Ma Karl Heinz gestiva l’imbarazzo da schifo. Lo aveva imparato nel travagliato decorso di quell’amicizia decennale che l’aveva portato a raggiungere un’unica conclusione: Karl era un pirla. Tolta la maschera da capitano imperscrutabile e avuta indietro la propria famiglia, Schneider era rimasto soltanto Karl. Un tipo un po’ scostante, ma anche generoso e decisamente confusionario. Un tipo che non sa prendere un no come risposta e ti tartassa fino a quando non si fa come vuole lui e che però ti viene dietro fino in Cina per fare il tifo per te. E biondo. Quello rimaneva un dettaglio non secondario.
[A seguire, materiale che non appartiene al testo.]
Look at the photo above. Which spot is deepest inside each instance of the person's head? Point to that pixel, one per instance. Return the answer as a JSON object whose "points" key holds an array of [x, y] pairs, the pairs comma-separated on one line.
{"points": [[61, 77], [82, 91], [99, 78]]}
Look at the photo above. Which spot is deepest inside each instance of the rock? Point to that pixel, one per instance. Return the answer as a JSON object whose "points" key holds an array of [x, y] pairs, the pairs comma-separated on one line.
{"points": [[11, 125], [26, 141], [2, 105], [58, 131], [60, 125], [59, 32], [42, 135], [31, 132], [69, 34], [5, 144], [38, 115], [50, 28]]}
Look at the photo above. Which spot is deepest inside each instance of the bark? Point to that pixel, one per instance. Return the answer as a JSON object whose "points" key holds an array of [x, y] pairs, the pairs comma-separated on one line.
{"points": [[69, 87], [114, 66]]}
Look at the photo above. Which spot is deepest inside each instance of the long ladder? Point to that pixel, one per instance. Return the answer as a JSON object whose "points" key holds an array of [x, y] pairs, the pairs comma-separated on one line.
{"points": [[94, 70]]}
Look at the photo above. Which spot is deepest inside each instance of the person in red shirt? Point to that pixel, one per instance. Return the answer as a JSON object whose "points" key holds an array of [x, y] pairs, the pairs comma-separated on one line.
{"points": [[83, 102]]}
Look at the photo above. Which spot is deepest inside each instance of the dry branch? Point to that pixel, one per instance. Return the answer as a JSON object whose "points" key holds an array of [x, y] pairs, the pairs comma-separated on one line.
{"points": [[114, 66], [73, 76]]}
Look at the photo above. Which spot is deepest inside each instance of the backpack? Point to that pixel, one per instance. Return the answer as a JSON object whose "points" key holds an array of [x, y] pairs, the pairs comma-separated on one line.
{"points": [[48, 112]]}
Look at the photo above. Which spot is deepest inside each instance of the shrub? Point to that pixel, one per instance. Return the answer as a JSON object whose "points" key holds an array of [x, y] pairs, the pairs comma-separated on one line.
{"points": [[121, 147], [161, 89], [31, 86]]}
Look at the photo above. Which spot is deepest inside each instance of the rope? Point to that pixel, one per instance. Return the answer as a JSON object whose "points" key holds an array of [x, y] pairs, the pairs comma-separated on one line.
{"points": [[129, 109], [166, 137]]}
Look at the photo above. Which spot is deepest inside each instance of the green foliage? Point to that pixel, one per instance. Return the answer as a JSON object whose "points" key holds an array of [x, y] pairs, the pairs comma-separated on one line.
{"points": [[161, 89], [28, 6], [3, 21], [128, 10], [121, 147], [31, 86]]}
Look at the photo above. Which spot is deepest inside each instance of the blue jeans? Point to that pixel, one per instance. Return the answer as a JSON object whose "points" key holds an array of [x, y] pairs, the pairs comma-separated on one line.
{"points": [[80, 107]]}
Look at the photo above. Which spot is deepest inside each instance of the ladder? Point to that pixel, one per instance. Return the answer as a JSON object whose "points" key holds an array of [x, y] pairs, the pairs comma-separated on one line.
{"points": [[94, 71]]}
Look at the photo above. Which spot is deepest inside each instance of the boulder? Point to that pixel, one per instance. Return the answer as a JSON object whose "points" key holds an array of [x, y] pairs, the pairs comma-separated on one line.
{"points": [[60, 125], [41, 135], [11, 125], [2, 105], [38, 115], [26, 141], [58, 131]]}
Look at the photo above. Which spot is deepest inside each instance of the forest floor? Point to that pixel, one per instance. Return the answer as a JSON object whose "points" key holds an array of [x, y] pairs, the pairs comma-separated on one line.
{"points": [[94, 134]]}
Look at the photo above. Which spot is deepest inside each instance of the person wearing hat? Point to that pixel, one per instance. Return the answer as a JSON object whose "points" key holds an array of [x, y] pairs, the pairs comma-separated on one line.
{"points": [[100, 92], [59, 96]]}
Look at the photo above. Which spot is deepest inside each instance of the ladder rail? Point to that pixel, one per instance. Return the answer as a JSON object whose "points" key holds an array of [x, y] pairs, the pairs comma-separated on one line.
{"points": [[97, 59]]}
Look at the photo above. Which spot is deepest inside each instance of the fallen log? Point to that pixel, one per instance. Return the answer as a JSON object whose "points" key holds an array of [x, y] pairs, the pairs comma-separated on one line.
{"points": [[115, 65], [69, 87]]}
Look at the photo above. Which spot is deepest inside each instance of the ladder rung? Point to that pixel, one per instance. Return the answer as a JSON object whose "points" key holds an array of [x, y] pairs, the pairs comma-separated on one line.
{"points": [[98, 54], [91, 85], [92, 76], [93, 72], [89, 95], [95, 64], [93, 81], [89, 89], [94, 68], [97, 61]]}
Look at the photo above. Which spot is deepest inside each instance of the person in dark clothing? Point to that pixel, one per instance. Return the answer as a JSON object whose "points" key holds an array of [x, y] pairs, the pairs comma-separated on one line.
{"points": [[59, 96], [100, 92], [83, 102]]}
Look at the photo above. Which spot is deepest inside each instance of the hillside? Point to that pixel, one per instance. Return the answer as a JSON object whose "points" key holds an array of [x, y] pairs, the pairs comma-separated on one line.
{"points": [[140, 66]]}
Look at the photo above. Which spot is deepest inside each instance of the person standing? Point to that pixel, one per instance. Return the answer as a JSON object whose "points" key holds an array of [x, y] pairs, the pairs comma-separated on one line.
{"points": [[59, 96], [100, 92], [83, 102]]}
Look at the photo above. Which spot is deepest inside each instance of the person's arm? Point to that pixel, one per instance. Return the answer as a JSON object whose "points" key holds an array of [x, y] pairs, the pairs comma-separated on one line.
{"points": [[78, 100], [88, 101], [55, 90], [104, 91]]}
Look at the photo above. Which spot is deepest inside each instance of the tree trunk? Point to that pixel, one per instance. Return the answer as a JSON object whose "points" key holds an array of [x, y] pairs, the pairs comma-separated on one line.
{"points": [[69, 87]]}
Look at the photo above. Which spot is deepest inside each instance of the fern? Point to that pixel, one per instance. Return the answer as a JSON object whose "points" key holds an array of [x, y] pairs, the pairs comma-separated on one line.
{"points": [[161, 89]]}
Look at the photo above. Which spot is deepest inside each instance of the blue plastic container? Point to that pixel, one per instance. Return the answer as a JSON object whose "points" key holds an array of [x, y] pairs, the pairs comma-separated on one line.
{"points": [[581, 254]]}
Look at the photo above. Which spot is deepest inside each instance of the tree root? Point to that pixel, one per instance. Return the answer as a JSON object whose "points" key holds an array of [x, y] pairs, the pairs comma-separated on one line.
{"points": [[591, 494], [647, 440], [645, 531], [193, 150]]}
Ok, sì, Schneider era molto biondo e diversamente straordinario, ma a parte ciò, dove diavolo si era andato a cacciare? Era uscito dalla stanza sbattendo la porta. Il che di solito prevedeva a due minuti di distanza una disperata serie di botte sulla medesima (tum tum Wakabayashi tum tum) perché era rimasto chiuso fuori. Invece adesso era passato un quarto d’ora buono e di Schneider niente. Genzo aveva fatto in tempo a finire di vestirsi e elaborare una ventina di scenari apocalittici, 5 dei quali prevedevano la morte dolorosa e agonizzante del biondo. Una era il rapimento alieno. Mannaggia a lui.
Un rumore di voci lo colpì all'improvviso, le parole erano un ammasso incomprensibile di consonanti strascicate. Genzo di lingue ne sapeva tre, ma non era chissà che autorità in fatto di parlate straniere. Dall'alto della sua ignoranza avrebbe etichettato quella caciara come uno sconosciuto dialetto arabo e non ci avrebbe pensato più, se non che una di quelle voci era molto familiare. Estremamente familiare. Ok, era Karl. Il che aveva anche senso visto che il rumore proveniva dal cortile della palazzina. Che poi aveva pure nevicato quella notte ma si può sapere quanto uno poteva essere cretino a uscire in mutande? Va bene gli stereotipi sui biondi ma a tutto c'era un limite. Con passo marziale perfezionato da anni di tacchetti ai piedi e cretini di cui fare marmellata in campo, Genzo si diresse verso la camera dai più definita come "la landa di ogni orrore" perché Karl, aveva scoperto a sue speso dopo 6 mesi di coinquilinato, era schifosamente disordinato. O meglio: aveva un senso dell'ordine suo personale, probabilmente condiviso da una qualche intelligenza aliena. Genzo dribblò la pila di scatole del trasloco ancora intatta e il ventilatore a piantana (che accidenti ci faceva ancora fuori che avevano il riscaldamento a palla?) prelevò i primi indumenti capaci di sopravvivere alla prova naso e seguì le voci. Sì era Karl. Indubbiamente. Cosa stesse dicendo e con chi non era chiaro, ma tant'è. Sicuramente non un giornalista o un fan, a Karl veniva una voce di un tono più bassa,  professionale (e sexy) quando si trattava di loro. Forse la vicina.. quella col cocker pazzo che abbaiava a ogni ora del giorno e della notte. Effettivamente quella donna aveva una voce piuttosto mascolina e ciò spiegava anche quella certa familiarità che Genzo provava di istinto... Bhò ma in fondo che gli importava. Con piglio deciso spalancò la finestra e scaraventò i vestiti direttamente nel cortile. Che se li andasse a recuperare il pistola.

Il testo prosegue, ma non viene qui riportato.